Trust me when I say that coaches across the country are heavily burdened by trying to keep up with competitive recruiting while staying in compliance with these rules. Good coaches are being diligent in this, and I know many college coaches with very honorable intentions toward these kids.

But humans, perhaps particularly those who play soccer in the USA, tend to be very creative when it comes to rules. We like to think of it as innovation or creativity. We calculate how can we subvert the rules to accomplish our ends? Pave a new path? Find a way to a standout kid that no one else has found yet?

That’s the Holy Grail and so we seek. And when we find, we make an offer. It’s good business, good for the program and it allows me to keep my head coaching job.

But is it good for the kids? Who’s tending the kids?

Well, in the case of the Bergs, apparently Haley is. And I would argue that she is a bit young and short on life experience to be making this decision just now, mature though she might be. That frontal lobe doesn’t fully mature anatomically until age 25, for crying out loud. (Later, in some, I would certainly argue.)

But Mr. Berg has it right when he talks about decision-making capability. The elite college programs are, in fact, looking for kids who make good decisions — on the field. The question is: how do we support this?

Here, I default to wise words offered to my daughter by coach Mike Calabretta, now on staff with the Wake Forest Demon Deacons women’s team: “Choose a school,” he advised, “where — even if soccer didn’t pan out — you would still be happy about your decision to go there.”

He’s seen, as have I, that kids get injured, burn out, change their mind or just need a break from the pressure. They need to land in a place where their education will supply what they need. It’s a college, right?!

And so armed with that advice, my daughter and I grabbed a clean sheet of paper and she created a grid. Categories across the top were things she was looking for in the college she attended. Things like academics, social life, soccer, geography, size of school, student life, nearness to home, cost, scholarships, etc. Along the margin she listed the schools she was considering.

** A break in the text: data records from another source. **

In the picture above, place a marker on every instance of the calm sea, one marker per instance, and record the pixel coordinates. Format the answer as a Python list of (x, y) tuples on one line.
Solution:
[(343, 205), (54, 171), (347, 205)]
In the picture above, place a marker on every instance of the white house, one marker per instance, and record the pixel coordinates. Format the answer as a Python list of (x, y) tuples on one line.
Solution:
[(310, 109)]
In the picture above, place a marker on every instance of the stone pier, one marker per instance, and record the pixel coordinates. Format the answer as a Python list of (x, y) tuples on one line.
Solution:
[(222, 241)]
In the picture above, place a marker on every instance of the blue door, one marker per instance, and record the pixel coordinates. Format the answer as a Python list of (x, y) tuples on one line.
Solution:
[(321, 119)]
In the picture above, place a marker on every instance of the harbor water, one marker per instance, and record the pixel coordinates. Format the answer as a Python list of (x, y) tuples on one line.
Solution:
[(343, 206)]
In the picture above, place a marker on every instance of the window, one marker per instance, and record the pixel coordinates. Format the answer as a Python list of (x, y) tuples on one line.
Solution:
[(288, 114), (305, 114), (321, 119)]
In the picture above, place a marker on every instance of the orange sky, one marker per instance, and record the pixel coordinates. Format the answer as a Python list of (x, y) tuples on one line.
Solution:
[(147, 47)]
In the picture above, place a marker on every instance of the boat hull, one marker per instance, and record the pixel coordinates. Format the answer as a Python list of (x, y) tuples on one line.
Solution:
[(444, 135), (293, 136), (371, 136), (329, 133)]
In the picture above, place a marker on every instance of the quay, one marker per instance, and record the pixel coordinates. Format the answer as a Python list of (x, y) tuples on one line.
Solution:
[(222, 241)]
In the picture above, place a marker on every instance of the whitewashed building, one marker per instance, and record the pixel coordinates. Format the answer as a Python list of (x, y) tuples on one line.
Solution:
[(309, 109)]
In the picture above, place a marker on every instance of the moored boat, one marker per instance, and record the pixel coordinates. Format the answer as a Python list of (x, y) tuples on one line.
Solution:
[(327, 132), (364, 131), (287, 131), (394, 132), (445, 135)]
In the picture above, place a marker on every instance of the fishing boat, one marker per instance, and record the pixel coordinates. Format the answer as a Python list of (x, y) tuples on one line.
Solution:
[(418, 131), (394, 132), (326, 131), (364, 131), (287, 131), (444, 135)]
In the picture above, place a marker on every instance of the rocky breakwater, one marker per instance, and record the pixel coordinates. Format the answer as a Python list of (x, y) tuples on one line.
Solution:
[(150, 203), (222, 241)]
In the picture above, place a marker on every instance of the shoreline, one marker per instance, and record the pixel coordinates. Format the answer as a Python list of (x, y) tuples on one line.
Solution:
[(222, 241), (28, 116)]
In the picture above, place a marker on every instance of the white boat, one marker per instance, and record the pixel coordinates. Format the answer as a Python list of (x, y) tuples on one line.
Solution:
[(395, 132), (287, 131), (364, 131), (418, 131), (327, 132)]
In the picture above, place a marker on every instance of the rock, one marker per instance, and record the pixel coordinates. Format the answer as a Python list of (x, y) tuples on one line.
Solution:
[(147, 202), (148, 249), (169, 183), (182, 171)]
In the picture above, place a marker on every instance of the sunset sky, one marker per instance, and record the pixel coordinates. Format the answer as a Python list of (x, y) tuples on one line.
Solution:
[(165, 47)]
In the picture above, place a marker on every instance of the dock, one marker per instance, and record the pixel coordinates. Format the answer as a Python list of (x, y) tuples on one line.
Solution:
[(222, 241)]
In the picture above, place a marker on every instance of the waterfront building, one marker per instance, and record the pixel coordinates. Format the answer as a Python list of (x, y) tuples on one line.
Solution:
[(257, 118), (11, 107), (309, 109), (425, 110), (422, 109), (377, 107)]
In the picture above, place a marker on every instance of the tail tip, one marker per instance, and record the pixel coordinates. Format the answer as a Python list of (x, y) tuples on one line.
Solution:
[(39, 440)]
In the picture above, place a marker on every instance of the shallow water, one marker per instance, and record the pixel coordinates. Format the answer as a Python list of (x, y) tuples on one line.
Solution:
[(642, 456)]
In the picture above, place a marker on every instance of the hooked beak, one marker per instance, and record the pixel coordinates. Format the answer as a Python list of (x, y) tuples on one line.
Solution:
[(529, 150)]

Then she filled in the boxes with +,  -, or 0, giving extra importance to some things with triple +++ or double ++. The exercise didn’t give us a final decision, but it armed her for those anxious college visits. It quantified things a bit and gave her a process to work through the decision and the difficulty of making comparisons in a choice that was so important.

This, I would argue is an essential responsibility of every parent with his or her child: to help them learn the skill of decision-making. And after this, the skill of waiting. Because everything that glitters is not gold. Sitting with a decision, taking the time needed to let is settle in, without letting it control you and/or your life, is perhaps the most important lesson in this for our young people.

I try to keep in mind what is written on the vast windows of the NCAA headquarters in Indianapolis.

IMG_2225It reads, “There are over 400,000 student-athletes and most of them are going pro in something other than sports.”

Student-athletes. That’s what we’re talking about here. Gifted children who need a bit of guidance in their new found celebrity, because celebrity can be dangerous for the young and uninitiated. I mean, Haley does have that image of Niall Horan guarding her bedroom door. He was “discovered” at the age of 16 via television talent show “The X Factor.”

Haley, I dearly hope this works out for you. That you go on to have a stellar high school career, lead UT to success on the college scene and get drafted to play in the pros. But for now, I’d just be happy to know you’re hanging out with your friends.

They’ve been trying to call, but you’ve been on the phone.